Research indicates the roles some vitamins play in maintaining individual health may be greater than previously understood. Specifically, both vitamin A and vitamin D have been linked benefiting the immune system, whether it is related to maintenance and support or fighting an infection.

A study accepted for publication in the Endocrine Society’s Journal of Clinical Endocrinology & Metabolism and published on-line ahead of publication on Feb. 25, highlights the importance of avoiding becoming deficient in vitamin D. The study showed older individuals who are vitamin D deficient also tend to have compromised immune function.

It is well known that vitamin D plays a role in helping the body absorb the calcium needed to maintain healthy bones. The skin naturally produces vitamin D when it is exposed to sunlight. People also obtain smaller amounts of the vitamin through foods, such as fortified milk.

In the United States, studies by both the Institute of Medicine and the Centers for Disease Control and Prevention show many consumers have adequate levels of vitamin D. But more than 1 billion people worldwide are estimated to have deficient levels due to limited exposure to the sun, according to the United Nations.

“Our data suggest vitamin D may be involved in maintaining the health of the immune system as well as the skeletal system,” said Mary Ward, Ph.D., of the University of Ulster in Coleraine, the United Kingdom. “This study is the first to find a connection between vitamin D levels and inflammation in a large sample of older individuals.”
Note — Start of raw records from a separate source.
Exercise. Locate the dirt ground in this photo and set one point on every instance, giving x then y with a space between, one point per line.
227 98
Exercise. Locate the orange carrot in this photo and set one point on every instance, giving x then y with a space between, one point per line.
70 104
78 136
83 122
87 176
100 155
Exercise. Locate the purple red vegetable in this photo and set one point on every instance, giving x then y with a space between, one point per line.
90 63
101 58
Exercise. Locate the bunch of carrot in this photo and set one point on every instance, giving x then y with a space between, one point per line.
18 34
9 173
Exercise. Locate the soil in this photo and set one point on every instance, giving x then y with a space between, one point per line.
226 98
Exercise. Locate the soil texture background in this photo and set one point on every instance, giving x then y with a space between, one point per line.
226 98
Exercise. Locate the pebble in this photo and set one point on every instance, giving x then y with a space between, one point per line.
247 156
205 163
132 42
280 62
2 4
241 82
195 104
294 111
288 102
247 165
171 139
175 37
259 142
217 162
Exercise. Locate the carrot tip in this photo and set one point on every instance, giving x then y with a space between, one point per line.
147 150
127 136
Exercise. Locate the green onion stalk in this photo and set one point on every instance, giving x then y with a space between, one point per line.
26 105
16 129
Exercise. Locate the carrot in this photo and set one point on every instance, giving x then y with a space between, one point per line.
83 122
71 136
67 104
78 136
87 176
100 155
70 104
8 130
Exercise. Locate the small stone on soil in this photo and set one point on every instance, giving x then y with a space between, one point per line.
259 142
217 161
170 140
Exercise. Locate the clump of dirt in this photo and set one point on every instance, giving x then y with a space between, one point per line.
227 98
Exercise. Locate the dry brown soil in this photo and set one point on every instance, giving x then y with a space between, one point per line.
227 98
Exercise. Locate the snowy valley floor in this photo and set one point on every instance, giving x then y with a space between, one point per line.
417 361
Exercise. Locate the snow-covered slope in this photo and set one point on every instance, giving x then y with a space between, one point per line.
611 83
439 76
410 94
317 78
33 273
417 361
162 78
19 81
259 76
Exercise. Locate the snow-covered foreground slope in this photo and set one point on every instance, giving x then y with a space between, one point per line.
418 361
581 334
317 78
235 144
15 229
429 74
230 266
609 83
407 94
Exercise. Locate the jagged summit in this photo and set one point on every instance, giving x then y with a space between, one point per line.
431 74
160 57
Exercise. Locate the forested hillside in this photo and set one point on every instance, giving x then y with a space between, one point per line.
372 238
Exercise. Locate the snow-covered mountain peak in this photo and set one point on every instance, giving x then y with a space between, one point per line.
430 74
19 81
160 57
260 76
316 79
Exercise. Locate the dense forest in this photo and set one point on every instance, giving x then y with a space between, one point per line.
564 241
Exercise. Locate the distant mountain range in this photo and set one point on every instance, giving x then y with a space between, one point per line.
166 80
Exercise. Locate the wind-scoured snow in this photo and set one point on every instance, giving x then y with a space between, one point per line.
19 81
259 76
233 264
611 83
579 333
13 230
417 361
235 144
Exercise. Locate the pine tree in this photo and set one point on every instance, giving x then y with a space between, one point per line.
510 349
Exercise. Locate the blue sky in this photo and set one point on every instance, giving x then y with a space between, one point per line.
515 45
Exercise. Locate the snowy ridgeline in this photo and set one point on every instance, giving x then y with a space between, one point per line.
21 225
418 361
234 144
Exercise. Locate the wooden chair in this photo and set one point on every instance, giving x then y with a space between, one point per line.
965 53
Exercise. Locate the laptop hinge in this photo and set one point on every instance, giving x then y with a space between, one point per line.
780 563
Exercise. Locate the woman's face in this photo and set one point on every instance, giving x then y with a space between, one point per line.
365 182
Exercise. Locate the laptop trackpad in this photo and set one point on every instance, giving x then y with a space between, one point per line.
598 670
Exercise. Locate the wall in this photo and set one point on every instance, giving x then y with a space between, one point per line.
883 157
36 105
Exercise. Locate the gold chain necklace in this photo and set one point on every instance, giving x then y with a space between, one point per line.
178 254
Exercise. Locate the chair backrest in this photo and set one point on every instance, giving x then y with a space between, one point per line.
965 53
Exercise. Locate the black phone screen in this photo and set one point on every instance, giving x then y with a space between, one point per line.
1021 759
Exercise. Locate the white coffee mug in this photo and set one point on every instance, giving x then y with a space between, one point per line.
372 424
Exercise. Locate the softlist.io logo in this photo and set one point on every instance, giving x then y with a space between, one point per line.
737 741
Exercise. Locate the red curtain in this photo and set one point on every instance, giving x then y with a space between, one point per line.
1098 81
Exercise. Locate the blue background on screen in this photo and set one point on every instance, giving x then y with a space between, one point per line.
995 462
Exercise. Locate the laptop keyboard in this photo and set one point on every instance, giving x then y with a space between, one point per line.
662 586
The observational study of 957 Irish adults who were at least 60 years old examined vitamin D levels as well as biomarkers of inflammation. Participants who were vitamin D deficient were more likely to have high levels of the biomarkers, which are linked to cardiovascular disease and inflammatory conditions such as multiple sclerosis and rheumatoid arthritis.

“The results indicate immune function may be compromised in older individuals with vitamin D deficiency,” Dr. Ward said.

Vitamin A and fighting infections

In findings published in the March 1 issue of the Journal of Immunology, University of California at Los Angeles (U.C.L.A.) researchers investigating the role of nutrients in helping the immune system fight against major infections show vitamin A may play a role combating tuberculosis.

The U.C.L.A. research team said for the first time the mechanism by which vitamin A and a specific gene assist the immune system by reducing the level of cholesterol in cells infected with tuberculosis had been identified. Cholesterol may be used by tuberculosis bacteria for nutrition and other needs, the researchers said.

“If we can reduce the amount of cholesterol in a cell infected with tuberculosis, we may be able to aid the immune system in better responding to the infection,” said Philip Liu, an assistant professor of medicine in the divisions of dermatology and orthopedic surgery at U.C.L.A.’s David Geffen School of Medicine and Orthopaedic Hospital Research Center and senior author of the study.

Although vitamin A circulates in the body in an inactive form known as retinol, it’s the active form — all-trans reinoic acid — that is responsible for activating the immune system.

To investigate the role of the active form of vitamin A in immune defense, the U.C.L.A. team first compared its effects on cells to the effects of vitamin D, which the group previously had studied. The researchers thought the two vitamins may use the same mechanism to aid the immune system, but it wasn’t the case. They found when the vitamins were added to human blood cells infected with tuberculosis, only vitamin A decreased the cells’ cholesterol levels.

The researchers also discovered that the action of vitamin A was dependent on the expression of a gene called NPC2. Further experiments in the lab showed that even if an infected blood cell was stimulated with vitamin A, it would not be able to fight the tuberculosis bacteria if the cell couldn’t express the NPC2 gene.

Vitamin A induces the cell to express NPC2, which helps the cell remove cholesterol from the lysosomes, which are “compartments” in a cell that also play a role in fighting infections, so the bacteria can’t access it.

“We may be able to target these pathways that regulate cholesterol within a cell to help the immune system respond to infection,” said Matthew Wheelwright, a medical and doctoral student at the University of Minnesota who was an undergraduate research assistant in Dr. Liu’s lab when the research was conducted and is a co-author of the study. “The cells need vitamin A to trigger this defense process and NPC2 to carry it out.”

Mr. Wheelwright noted this is an early study and more research needs to be done before recommending vitamin A supplementation to combat tuberculosis or other infections.